In the 1950s and 1960s, the philosopher Jean-Paul Sartre would echo the
1930s themes when his hatred of America as the true enemy led him on a
merry ride on which he first embraced Stalin's Russia, and then -- when
that became too difficult -- pined for Castro's Cuba, Ho Chi Minh's
North Vietnam, and finally, Mao's China. He died a pure man, unsullied
by philo-American thoughts.
It is no accident, as Sartre's Soviet friends would have said, that today,
anti-Americanism has reached new heights in the wake of the embarrassing
election in which Jean-Marie Le Pen, the dodgy semi-fascist but full-time
anti-American and pro-Saddam apologist, finished second. Chirac's victory
over Le Pen kept the French president out of jail. But what was overlooked
was that Le Pen's anti-Americanism was -- as in 1898, during the Spanish-American
War -- shared across the spectrum, albeit with different intonations.
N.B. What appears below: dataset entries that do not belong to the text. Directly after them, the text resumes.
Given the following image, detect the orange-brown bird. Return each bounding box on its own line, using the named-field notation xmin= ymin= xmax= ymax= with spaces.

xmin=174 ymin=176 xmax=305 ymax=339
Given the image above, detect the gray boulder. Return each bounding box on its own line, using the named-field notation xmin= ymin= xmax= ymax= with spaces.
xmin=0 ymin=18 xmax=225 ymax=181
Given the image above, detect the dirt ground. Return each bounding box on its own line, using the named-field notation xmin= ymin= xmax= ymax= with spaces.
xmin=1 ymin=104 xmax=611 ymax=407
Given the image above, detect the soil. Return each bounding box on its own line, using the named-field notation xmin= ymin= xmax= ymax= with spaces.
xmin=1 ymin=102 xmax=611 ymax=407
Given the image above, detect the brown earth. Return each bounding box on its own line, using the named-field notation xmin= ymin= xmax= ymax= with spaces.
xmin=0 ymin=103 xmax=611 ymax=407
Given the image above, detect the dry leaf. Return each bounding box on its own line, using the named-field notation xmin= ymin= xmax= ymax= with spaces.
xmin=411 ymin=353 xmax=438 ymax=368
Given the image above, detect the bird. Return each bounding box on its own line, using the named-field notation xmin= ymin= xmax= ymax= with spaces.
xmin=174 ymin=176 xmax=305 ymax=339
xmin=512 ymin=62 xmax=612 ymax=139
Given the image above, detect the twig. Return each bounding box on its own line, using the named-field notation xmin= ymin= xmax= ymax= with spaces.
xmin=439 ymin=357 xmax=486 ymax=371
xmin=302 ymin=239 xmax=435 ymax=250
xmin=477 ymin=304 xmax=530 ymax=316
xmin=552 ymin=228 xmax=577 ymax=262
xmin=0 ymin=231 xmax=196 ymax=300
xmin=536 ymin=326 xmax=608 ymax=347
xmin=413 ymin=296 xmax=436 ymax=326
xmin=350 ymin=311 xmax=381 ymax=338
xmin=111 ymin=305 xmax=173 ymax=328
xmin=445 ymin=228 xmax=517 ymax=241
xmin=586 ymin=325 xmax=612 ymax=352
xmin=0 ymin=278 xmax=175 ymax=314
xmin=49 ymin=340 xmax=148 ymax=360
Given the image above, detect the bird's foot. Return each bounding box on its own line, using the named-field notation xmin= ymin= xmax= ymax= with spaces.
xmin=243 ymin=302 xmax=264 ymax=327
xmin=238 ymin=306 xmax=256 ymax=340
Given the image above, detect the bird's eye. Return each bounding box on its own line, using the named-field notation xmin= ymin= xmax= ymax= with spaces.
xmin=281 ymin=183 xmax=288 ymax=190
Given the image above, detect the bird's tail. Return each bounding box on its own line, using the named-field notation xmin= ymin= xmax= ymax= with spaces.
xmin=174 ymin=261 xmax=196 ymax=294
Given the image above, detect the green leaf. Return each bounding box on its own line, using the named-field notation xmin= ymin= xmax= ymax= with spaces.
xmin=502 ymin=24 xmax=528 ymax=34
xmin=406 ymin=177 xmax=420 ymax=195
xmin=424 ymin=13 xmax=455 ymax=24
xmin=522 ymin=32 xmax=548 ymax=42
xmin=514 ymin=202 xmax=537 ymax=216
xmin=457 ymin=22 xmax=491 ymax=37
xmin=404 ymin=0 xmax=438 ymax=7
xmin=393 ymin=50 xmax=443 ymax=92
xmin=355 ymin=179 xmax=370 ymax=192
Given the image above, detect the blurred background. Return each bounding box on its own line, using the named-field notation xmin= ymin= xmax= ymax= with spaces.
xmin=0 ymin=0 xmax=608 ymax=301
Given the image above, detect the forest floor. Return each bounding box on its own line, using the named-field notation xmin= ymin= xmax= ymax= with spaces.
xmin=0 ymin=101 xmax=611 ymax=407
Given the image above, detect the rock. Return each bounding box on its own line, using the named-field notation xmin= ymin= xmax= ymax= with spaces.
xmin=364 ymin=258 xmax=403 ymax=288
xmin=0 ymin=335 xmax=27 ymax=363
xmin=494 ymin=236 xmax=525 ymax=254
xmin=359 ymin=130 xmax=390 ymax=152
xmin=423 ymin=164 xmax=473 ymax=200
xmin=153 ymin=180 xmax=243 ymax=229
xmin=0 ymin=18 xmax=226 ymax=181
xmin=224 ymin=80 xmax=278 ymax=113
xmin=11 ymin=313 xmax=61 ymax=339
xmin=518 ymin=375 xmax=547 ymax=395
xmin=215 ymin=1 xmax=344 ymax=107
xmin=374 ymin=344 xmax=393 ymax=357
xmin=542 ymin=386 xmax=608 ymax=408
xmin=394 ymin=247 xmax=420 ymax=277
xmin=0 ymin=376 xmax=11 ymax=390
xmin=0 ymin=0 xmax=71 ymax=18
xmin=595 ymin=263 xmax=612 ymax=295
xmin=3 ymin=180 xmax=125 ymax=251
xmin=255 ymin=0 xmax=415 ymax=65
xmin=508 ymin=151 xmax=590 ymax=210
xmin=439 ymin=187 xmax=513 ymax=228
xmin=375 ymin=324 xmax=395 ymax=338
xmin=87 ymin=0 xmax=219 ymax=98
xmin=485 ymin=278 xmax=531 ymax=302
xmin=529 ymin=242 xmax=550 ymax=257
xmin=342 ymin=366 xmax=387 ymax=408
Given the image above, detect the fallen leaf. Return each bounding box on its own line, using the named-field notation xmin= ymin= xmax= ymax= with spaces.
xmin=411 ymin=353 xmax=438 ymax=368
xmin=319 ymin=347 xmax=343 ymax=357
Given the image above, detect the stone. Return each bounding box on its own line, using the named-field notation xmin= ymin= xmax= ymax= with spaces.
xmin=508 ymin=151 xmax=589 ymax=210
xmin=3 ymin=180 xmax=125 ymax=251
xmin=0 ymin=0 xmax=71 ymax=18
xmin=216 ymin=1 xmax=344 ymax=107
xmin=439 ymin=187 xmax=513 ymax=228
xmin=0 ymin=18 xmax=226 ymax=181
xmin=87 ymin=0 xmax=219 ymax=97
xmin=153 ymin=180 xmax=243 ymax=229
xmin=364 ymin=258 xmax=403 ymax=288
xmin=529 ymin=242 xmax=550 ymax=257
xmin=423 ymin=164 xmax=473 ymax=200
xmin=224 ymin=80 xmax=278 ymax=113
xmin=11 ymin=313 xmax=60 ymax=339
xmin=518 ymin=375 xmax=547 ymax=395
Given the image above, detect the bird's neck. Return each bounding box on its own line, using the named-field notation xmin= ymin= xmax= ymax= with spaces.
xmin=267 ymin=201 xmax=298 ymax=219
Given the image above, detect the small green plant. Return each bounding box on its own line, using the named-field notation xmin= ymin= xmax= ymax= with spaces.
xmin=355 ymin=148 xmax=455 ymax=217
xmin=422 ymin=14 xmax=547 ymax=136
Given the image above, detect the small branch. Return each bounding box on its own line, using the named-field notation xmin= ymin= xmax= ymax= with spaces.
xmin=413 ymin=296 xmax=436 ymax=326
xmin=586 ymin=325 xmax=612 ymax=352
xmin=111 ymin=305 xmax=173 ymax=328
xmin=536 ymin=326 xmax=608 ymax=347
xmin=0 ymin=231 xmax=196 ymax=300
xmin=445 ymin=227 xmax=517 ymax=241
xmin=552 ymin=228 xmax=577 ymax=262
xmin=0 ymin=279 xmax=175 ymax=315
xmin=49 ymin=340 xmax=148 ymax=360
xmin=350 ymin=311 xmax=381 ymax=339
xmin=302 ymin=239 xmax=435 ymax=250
In the 2002 elections the resurgent French Trotskyists (who collectively
polled almost as well as Le Pen) and members of Chirac's Gaullist party
all joined in the roast of America.
What's to be done? Can we reason with the French? It will be difficult
because, just as French anti-Semites saw Jews as simultaneously arch-communists
and arch-capitalists, the Americans are, notes author Jean Francois Revel,
accused of being simultaneously "crass materialists" and "religious
fanatics," narrow "conformists" and "wild cowboys."
Jonathan Swift gave us an answer when he remarked, "It is useless
to attempt to reason a man into something he was never reasoned into."
France's current dyspepsia toward American policy is built on the old
attitudes, with a healthy dose of Gallic cynicism and economic self-interest
mixed in. Those are reflected in the nearly 30-year friendship between
Chirac and Iraqi President Saddam Hussein. Chirac, who has been known
in France as Mr. Iraq, and much of the French political class have benefited
mightily from the inflated profits they have made on their trade with
Baghdad. That trade is perhaps best summed up by an event in the late
1970s. When the French told the Iraqis that the nuclear equipment the
French were providing was illegal, Saddam responded by doubling what he
was willing to pay. Delighted, the French closed the deal.